Kinnaman also stays busy as a freelance writer for The Kansas City Star. As a freelancer, Kinnaman writes stories and school notes for the Jackson and Cass County Neighborhood News. She also prepares the Overland Park Police Blotter for the Overland Park Neighborhood News.

“I worked at The Star for a few years as a clerk and was able to write stories during that time,” Kinnaman said. “As I left to return to higher education, my editor asked if I wanted to write stories as they would come up. I love the work because it has introduced me to some amazing people living in the Kansas City area, and I feel honored to get to share their stories with others.”

While Kinnaman enjoys her podcasts and freelancing, her true calling is higher education. She is currently working on a master’s degree in higher education administration and is working on research in her field.

“I am currently working on a research project on how much the judicial affairs field has changed following the Virginia Tech shootings,” Kinnaman said. “This fall, as part of my internship, I will be working to help create a judicial review board for Avila to provide students involved in incidents with an unbiased panel to review their cases.”

"Podcasting is a very fun way to share things I love with other people, and so far, all three of my shows have been very well received."

Kinnaman’s hard work earned her the Advisor of the Year award for her work co-advising Avila’s Group Activities Programming (GAP). GAP plans and promotes a variety of social, cultural, recreational, and educational events and activities to meet the co-curricular needs of the entire student body.

“I continually try to be aware of what I am doing, experiencing and sharing with others, as well as continually trying to learn more and grow as a person,” Kinnaman said. “I also try my best to help others become more self-aware, and I frequently challenge students as it helps them learn and grow.”

Kinnaman said she knew she wanted to work in higher education since she was in college. As a residence advisor during her undergraduate studies at Missouri State University, Kinnaman said she realized that she wanted to stay an RA forever.

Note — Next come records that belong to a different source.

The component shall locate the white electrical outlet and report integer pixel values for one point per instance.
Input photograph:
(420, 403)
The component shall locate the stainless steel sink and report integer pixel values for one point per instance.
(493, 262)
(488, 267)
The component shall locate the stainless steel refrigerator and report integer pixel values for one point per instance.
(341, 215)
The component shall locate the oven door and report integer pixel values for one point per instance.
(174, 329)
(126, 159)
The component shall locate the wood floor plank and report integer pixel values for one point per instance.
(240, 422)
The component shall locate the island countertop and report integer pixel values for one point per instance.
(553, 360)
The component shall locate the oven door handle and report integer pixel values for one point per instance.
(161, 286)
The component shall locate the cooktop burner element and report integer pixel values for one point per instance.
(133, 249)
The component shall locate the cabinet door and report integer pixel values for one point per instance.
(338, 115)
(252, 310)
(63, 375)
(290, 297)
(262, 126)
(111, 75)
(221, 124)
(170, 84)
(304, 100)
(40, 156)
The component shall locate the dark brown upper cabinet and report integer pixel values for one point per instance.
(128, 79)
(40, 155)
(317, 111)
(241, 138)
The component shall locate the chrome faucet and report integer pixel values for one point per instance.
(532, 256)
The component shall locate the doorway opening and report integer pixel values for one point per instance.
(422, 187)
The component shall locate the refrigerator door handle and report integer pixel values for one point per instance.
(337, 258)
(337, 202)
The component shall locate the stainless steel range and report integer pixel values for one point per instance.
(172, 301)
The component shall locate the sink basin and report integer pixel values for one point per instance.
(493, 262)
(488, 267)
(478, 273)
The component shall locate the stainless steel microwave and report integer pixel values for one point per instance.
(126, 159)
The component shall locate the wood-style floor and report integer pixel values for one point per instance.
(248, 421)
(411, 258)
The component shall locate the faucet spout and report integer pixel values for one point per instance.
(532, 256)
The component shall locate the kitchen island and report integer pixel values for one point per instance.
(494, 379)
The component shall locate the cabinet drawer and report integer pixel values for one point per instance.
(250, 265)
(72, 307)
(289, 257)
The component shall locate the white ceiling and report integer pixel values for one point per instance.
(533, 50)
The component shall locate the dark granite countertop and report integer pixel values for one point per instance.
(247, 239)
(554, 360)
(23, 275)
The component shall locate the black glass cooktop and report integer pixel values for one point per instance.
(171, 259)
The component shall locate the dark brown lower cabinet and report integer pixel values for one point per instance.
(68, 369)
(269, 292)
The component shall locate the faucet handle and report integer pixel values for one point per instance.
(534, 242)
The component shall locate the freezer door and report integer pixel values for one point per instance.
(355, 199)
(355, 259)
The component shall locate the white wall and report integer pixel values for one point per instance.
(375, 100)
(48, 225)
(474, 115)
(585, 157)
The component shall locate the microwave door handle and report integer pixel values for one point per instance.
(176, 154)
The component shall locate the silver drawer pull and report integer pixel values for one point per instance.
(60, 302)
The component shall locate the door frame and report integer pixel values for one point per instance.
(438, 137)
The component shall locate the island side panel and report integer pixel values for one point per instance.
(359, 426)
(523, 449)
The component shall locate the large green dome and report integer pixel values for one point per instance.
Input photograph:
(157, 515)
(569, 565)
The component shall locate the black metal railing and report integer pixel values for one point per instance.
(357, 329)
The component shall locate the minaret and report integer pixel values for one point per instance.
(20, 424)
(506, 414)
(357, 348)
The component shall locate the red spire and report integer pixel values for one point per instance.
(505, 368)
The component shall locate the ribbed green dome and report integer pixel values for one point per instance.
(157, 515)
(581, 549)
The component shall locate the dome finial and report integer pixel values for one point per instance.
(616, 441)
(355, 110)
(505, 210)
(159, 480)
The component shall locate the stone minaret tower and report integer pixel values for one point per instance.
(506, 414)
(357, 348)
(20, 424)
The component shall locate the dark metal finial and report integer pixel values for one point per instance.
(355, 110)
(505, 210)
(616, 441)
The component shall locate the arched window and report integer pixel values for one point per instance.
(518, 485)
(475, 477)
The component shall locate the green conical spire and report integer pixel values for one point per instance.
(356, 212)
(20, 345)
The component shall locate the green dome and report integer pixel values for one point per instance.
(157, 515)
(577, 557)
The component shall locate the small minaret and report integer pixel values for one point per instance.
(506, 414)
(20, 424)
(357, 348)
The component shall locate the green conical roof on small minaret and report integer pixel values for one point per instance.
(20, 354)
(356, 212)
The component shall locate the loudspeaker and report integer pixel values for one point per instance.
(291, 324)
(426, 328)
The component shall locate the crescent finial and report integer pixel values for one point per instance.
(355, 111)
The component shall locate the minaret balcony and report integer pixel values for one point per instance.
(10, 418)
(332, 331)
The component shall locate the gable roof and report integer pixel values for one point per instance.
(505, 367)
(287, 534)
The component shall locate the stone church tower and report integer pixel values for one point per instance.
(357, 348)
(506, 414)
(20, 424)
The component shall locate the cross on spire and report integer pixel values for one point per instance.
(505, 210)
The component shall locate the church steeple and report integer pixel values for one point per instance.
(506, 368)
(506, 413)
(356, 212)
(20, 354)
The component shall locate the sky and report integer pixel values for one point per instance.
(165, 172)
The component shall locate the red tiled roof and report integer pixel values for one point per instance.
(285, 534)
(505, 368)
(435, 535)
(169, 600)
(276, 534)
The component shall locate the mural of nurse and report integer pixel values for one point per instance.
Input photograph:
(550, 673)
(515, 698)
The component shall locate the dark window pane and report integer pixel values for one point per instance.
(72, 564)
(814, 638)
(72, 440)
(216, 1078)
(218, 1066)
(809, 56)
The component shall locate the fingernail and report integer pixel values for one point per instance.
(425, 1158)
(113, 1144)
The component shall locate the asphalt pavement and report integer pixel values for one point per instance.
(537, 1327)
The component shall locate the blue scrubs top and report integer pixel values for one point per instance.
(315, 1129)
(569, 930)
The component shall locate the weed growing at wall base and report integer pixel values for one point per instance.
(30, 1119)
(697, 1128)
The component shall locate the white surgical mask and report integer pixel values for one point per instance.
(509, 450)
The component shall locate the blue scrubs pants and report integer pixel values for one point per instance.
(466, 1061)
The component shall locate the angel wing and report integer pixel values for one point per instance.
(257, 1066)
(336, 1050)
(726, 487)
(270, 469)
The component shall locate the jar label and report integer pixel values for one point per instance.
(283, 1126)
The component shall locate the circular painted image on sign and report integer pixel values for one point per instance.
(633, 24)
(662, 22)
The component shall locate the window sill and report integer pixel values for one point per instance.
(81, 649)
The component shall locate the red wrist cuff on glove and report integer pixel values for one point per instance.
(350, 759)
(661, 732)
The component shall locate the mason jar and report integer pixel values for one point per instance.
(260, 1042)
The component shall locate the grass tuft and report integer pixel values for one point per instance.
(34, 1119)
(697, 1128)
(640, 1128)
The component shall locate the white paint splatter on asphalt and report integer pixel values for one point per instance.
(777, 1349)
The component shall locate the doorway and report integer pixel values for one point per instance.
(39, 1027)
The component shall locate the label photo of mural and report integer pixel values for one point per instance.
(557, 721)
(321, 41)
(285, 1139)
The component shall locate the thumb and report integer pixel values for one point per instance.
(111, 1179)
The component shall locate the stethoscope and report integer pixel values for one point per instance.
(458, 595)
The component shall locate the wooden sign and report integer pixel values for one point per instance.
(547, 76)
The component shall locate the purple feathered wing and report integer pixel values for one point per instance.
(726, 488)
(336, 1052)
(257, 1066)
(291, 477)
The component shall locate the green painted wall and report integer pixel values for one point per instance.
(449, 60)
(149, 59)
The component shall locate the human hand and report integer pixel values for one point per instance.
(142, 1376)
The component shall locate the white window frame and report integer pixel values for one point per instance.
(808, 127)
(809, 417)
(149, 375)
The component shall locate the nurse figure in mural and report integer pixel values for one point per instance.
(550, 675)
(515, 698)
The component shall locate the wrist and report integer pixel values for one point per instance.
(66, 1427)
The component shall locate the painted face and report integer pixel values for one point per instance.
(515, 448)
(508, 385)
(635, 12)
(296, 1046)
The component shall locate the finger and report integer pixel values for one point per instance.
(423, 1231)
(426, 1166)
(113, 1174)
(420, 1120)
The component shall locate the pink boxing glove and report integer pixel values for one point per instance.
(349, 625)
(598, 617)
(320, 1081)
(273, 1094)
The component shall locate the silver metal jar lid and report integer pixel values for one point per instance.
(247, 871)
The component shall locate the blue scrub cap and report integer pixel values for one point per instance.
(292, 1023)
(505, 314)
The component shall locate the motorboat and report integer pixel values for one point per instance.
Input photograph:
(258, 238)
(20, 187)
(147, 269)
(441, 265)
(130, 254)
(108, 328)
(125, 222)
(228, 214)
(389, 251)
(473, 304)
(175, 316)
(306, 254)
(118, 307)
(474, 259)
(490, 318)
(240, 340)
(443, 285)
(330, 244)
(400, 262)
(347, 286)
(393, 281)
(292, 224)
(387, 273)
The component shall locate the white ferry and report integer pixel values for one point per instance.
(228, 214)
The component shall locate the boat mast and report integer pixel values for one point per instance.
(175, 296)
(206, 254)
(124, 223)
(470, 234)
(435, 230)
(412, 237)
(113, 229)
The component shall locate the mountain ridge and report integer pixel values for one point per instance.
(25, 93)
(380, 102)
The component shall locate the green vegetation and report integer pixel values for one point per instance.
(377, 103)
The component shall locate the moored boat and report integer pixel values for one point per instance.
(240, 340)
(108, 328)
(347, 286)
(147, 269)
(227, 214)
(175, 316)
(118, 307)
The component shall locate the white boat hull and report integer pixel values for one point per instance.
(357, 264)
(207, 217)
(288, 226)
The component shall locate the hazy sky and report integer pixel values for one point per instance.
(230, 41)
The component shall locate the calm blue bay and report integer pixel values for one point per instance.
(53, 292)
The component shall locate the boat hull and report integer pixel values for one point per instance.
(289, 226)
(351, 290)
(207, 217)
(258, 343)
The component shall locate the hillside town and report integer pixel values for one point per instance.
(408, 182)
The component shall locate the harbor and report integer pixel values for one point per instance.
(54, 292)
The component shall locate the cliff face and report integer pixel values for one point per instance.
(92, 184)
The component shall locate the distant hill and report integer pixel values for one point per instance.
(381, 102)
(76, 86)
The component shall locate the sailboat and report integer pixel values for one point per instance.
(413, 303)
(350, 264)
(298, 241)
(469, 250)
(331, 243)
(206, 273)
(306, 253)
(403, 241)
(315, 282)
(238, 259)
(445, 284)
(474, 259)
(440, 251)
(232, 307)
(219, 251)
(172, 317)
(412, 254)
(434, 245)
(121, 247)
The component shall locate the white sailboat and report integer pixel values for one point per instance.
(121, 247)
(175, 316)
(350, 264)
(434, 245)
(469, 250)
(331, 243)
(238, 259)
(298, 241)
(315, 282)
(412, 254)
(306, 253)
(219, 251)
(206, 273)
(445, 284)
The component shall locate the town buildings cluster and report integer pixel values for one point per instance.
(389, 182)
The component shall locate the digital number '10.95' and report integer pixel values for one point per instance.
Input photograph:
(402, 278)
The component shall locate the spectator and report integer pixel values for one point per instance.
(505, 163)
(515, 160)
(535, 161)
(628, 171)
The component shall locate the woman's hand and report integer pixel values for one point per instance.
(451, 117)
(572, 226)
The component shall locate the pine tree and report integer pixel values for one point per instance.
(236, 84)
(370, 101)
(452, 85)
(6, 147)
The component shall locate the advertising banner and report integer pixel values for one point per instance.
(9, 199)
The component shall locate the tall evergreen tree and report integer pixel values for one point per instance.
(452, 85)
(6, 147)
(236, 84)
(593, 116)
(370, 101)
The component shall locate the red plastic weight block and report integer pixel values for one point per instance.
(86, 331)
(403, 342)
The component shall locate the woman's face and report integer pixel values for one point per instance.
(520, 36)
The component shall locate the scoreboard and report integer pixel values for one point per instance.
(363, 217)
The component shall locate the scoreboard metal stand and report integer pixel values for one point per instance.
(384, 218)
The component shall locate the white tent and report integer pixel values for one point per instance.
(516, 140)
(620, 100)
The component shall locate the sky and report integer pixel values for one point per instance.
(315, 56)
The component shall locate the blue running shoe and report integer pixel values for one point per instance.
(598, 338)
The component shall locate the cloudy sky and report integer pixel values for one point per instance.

“At the advice of the director of housing, I found myself applying for jobs across the country,” Kinnaman said. “I ended up settling in San Antonio, Texas, as a resident director and realized that I just really loved working with students, programming and judicial affairs. I really love seeing students mature, hit that point where they no longer think solely about themselves but about their place in the world and how they can have a positive impact upon it. That moment is why I chose higher education, and it’s what makes this job more than just a paycheck. It’s what makes this my passion.”
Kinnaman said that she hopes to inspire students to realize that they have the potential to do anything they set their minds to.

“Too often, we hear tales of people who had grand ideas only for them to be shot down by others,” Kinnaman explained. “Every person has the ability to dream, but they also need the confidence necessary to push them toward working to achieve their goals. I only want the best for students, and I try to do everything I can to help them. When I’m with students, I always get to know them better, so I can see what drives and motivates them and so that I can help them get where they want to be.”